Not enough credit can go to the cast, providing an indefatigable display of ensemble acting. Despite an inevitably languid opening, the energy was ceaseless and no role was inadequately filled with artificial posing or intonation. Stephen (Chris White) filled his part so convincingly he became jarring to watch as he conflicted with the other characters. The facets of his character were explored in depth through the play and his humour was insatiable. Arnall (Ryan Lane) also went to exceed his customary wit, particularly with his description of how the genesis of his name was the conglomeration of “the AR from ‘Arthur’, the Na from ‘Nathan’ and the Ll from ‘Lloyd’”. Though his increasing estrangement from his wife was poignant at moments, he soon resorted to referring to her simply as “Bitch”.

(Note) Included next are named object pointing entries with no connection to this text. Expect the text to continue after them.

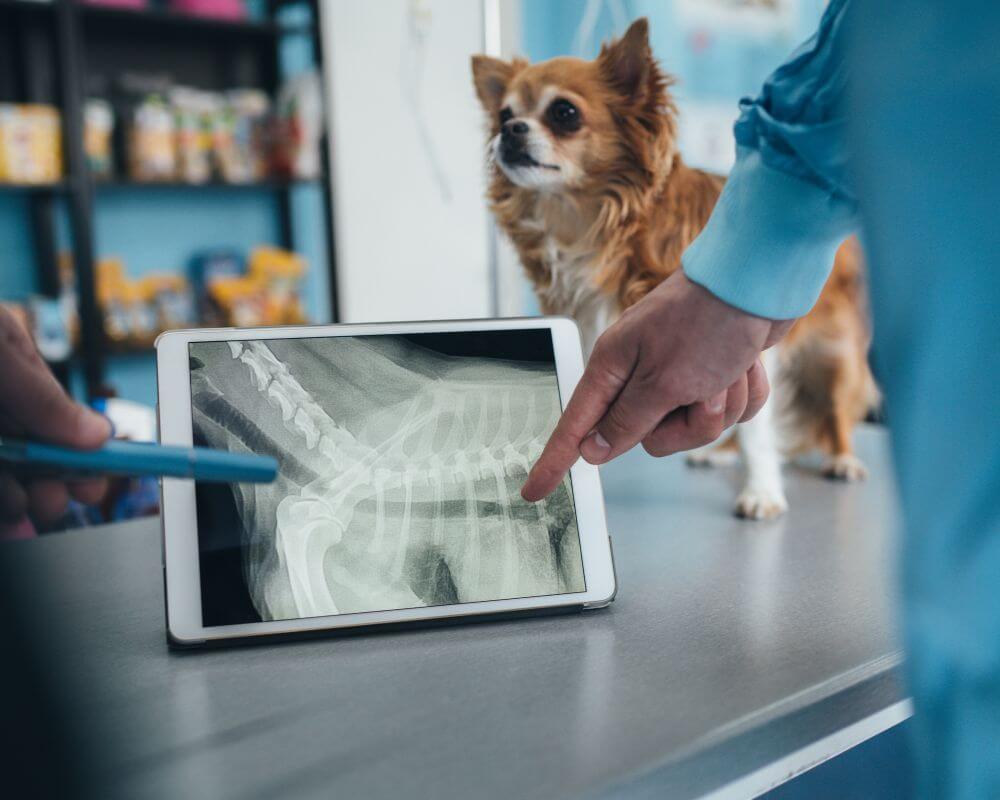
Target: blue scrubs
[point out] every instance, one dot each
(888, 122)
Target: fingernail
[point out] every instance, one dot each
(595, 448)
(94, 425)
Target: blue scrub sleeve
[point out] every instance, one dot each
(770, 242)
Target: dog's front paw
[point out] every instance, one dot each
(845, 467)
(760, 503)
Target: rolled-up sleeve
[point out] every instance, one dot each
(787, 205)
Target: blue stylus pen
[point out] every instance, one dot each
(118, 457)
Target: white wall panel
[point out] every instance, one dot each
(412, 241)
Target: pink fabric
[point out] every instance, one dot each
(116, 3)
(221, 9)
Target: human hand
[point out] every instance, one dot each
(34, 405)
(674, 372)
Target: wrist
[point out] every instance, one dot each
(770, 243)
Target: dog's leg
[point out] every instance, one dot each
(842, 465)
(763, 496)
(717, 454)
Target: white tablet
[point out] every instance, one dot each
(402, 451)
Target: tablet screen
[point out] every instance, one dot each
(402, 458)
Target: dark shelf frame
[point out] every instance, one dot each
(67, 23)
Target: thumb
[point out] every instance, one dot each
(36, 405)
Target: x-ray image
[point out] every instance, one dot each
(402, 459)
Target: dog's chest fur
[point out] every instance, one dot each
(566, 267)
(571, 292)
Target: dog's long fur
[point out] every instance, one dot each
(600, 215)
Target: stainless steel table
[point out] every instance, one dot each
(736, 655)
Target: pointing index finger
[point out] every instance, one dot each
(594, 394)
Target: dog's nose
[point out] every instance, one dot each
(514, 127)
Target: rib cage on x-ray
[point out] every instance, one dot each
(400, 473)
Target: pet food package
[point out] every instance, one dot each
(98, 126)
(193, 126)
(30, 144)
(299, 128)
(152, 155)
(242, 155)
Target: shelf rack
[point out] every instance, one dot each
(54, 47)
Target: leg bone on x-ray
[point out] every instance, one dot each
(400, 478)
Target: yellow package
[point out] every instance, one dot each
(30, 144)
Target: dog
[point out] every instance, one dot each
(587, 182)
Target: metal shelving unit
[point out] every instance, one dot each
(54, 48)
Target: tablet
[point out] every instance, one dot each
(402, 450)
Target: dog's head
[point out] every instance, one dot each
(566, 124)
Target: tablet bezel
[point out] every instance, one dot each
(179, 517)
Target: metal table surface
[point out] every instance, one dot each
(736, 655)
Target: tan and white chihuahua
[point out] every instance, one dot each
(587, 182)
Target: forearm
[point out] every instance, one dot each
(770, 243)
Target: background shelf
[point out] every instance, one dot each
(61, 52)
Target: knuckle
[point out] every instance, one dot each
(615, 423)
(654, 447)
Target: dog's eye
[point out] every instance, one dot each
(563, 114)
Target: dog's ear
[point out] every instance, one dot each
(627, 63)
(492, 76)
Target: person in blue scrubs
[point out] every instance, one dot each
(886, 123)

Yet there was no sense that these figures were having to carry the rest of the cast as was seemingly so in some productions of last term. Flemming (Dan Wood) commanded the silent first five or so minutes with expertise; they didn’t become stagnant or tedious despite having so much free stage-time. Likewise, Molly (Veronica Hare) oscillated between seductive coquette and bored wife with ease, and yet managed to play the damning sexual partner when the moment required. Dolan (Louis Lunts) was also succeeded in adopting his role of the sly and manipulative figure, upholding his underdog creed.

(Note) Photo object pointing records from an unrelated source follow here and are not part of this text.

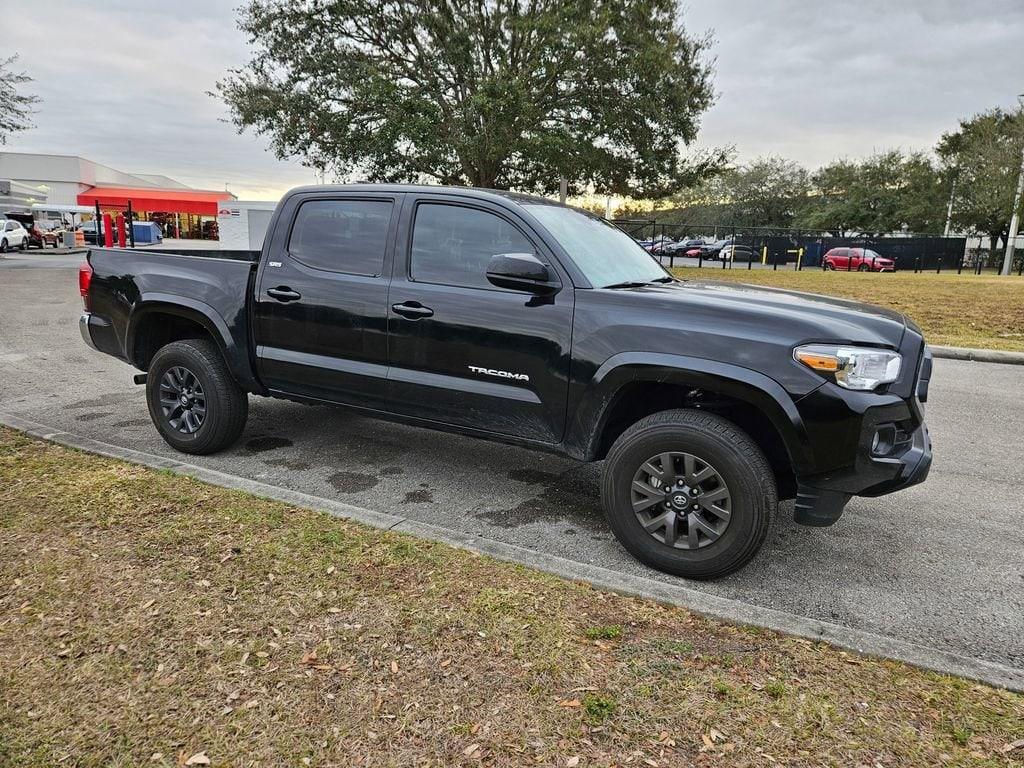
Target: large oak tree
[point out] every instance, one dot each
(15, 107)
(984, 155)
(498, 93)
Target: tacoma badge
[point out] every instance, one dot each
(499, 374)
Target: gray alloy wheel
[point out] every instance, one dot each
(681, 500)
(182, 399)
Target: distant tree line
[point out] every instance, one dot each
(976, 165)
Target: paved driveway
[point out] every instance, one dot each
(939, 565)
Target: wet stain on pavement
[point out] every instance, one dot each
(259, 444)
(531, 476)
(107, 399)
(92, 417)
(296, 465)
(420, 496)
(130, 423)
(565, 498)
(352, 482)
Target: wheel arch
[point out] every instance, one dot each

The ebb and flow of energy and tension was handled to great success by director Jonathan Carr, reaching a hysterical yet painful peak when Stephen realizes he can’t stop the Eine Kleine Nacht Musik playing in his head. The moment leading him on to declare “I am supposed to die young” precipitates the realisation that his love of Mozart is not simply on aesthetic grounds, but he suffers from a longing for genius and recognition. It is precisely this handling of the balance between comic elements and the ‘philosophical’ issues the play confronts which made it such a success. The brief fight scene was executed in a slick manner uncommon in amateur theatre, and as was Stephen’s final gag.

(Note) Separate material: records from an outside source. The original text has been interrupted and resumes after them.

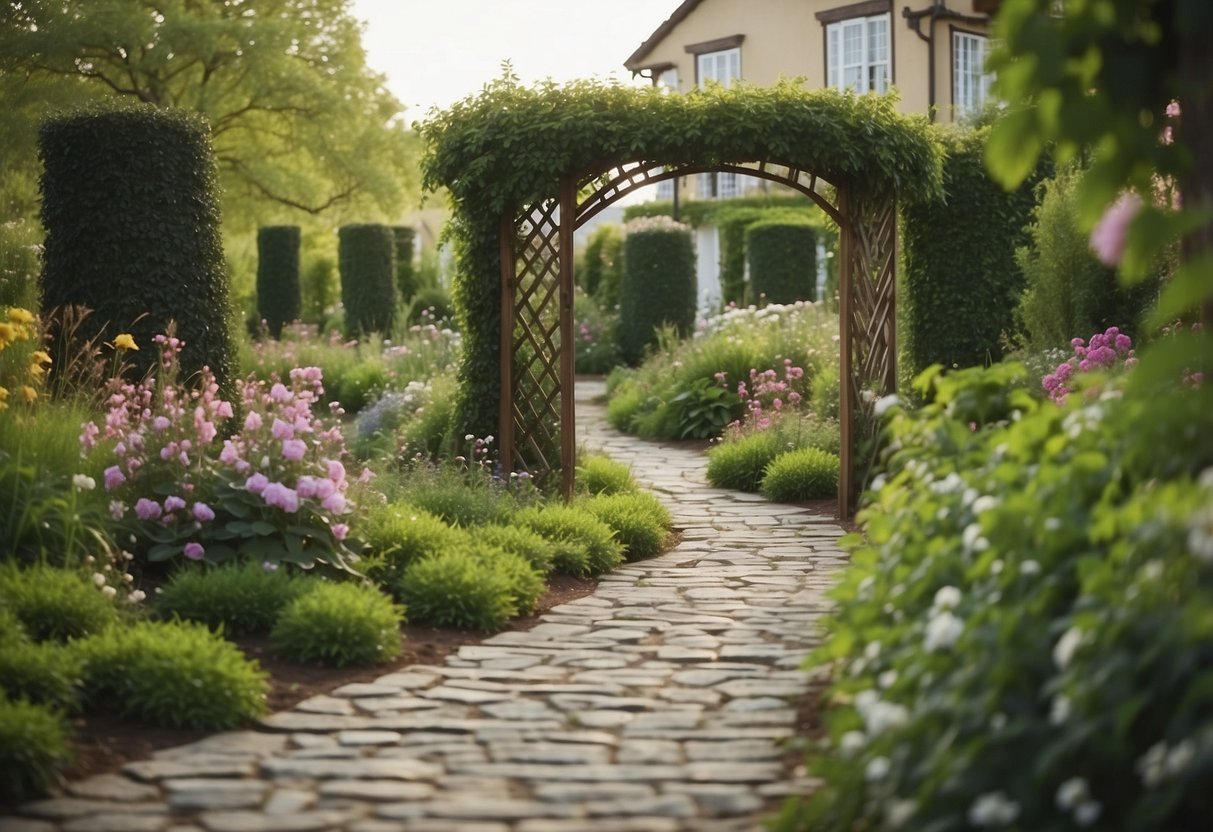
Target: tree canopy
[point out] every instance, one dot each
(300, 123)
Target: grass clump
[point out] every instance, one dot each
(639, 520)
(239, 599)
(55, 604)
(172, 674)
(586, 545)
(339, 625)
(808, 473)
(34, 748)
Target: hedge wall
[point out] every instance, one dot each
(366, 261)
(961, 284)
(782, 257)
(132, 232)
(279, 296)
(658, 286)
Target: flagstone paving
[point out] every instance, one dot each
(660, 702)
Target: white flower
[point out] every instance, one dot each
(992, 809)
(1068, 645)
(877, 769)
(941, 632)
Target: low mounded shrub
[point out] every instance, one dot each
(740, 463)
(171, 674)
(55, 603)
(239, 599)
(576, 531)
(339, 625)
(807, 473)
(34, 747)
(639, 520)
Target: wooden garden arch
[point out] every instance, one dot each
(537, 429)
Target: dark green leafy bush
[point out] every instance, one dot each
(132, 232)
(55, 603)
(237, 598)
(782, 261)
(339, 625)
(658, 285)
(639, 520)
(366, 262)
(172, 674)
(34, 747)
(279, 297)
(808, 473)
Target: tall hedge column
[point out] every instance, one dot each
(132, 232)
(366, 258)
(279, 300)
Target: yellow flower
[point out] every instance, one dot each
(124, 341)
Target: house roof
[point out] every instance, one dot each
(636, 63)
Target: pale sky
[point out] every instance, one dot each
(434, 52)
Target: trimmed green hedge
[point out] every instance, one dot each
(658, 285)
(961, 280)
(782, 257)
(366, 260)
(131, 211)
(279, 297)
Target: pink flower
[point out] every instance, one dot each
(1108, 235)
(294, 449)
(279, 496)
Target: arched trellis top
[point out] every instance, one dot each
(524, 166)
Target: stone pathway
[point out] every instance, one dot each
(658, 704)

The handling of the conflict and cooperation of characters allowed the play’s focus to remain solely on the present: it never seemed truly concerned on what was to happen next, but what was happening now. Though it is satisfying to dwell on the metaphorical implications of the line, and indeed you do when watching the production, it was not with these I found myself particularly concerned, but the social dynamic on stage. Truly student drama of the highest calibre.